A pastry chef is creating a chocolate dessert in the shape of a triangular pyramid the pyramid has a base of 5 in and the height of the base is 4.3 in and the slant height of 6 in use the correct formula to find surface area of the chocolate pyramid
To find the surface area of a triangular pyramid, we need to find the area of the base and the areas of the triangular faces.
1. Area of the Base:
Since the base is a triangle, we can use the formula for the area of a triangle:
Area = (base length * height) / 2.
Substituting the given values, we have:
Area of the base = (5 in * 4.3 in) / 2 = 21.5 in².
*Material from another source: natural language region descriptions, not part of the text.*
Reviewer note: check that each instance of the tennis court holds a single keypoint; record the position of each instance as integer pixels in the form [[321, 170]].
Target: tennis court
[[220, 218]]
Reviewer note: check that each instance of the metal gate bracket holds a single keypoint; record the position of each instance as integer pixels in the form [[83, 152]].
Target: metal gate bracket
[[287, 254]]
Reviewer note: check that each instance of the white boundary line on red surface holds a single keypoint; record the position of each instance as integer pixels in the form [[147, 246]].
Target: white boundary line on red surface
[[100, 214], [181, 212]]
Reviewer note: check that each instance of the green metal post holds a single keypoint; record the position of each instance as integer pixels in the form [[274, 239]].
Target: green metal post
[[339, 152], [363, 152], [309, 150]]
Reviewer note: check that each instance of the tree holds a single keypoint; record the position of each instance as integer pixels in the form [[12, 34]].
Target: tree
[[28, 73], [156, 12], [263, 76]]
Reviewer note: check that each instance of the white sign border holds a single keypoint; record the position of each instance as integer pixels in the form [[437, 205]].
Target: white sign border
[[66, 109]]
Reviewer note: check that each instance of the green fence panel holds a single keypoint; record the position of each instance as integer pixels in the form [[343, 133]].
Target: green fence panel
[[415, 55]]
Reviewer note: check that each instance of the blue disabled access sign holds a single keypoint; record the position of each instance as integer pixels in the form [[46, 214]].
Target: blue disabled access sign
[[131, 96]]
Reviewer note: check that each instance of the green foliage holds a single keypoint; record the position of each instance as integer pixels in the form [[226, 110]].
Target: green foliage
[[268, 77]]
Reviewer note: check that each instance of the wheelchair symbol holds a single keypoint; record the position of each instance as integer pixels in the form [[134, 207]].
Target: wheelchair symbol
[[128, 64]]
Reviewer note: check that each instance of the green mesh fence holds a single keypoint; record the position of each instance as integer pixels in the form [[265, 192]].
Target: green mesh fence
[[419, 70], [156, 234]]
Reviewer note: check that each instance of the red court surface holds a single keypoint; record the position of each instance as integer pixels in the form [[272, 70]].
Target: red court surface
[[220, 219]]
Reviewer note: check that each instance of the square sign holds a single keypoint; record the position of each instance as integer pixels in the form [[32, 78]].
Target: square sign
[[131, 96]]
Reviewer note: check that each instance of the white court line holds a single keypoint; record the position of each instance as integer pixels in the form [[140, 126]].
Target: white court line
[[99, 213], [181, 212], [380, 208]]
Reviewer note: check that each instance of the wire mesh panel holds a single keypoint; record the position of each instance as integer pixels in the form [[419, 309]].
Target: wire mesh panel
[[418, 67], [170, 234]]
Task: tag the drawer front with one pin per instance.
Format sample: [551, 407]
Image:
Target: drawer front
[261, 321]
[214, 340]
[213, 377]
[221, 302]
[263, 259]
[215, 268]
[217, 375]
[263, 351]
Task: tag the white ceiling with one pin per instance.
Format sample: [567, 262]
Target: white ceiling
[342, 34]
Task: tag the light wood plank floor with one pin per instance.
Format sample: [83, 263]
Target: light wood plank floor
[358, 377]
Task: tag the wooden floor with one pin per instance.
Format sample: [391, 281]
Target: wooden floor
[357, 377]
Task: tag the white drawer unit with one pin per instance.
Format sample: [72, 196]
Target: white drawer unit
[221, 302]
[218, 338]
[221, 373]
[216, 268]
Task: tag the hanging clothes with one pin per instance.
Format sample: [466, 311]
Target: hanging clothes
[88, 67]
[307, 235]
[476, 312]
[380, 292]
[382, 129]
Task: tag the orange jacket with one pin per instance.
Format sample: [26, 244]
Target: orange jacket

2. Areas of the Triangular Faces:
To find the area of each triangular face, we can use the formula for the area of a triangle with the side lengths and slant height.
However, we need to start by finding the length of the sides of the triangle.
Using the Pythagorean theorem, we can find the side lengths of the triangle.
a² + b² = c², where c is the slant height and a and b are the two sides of the triangle:
4.3² + b² = 6²,
18.49 + b² = 36,
b² = 36 - 18.49,
b² = 17.51,
b = √17.51 = 4.18 in (approximately).
Now we can calculate the area of each triangular face:
Area of each triangular face = (base length * height) / 2 = (5 in * 4.18 in) / 2 = 10.45 in².
3. Total Surface Area:
Since the pyramid has 4 triangular faces, we need to multiply the area of one triangular face by 4 to get the total surface area:
Total surface area = 4 * (10.45 in²) = 41.8 in².
Therefore, the surface area of the chocolate pyramid is 41.8 square inches.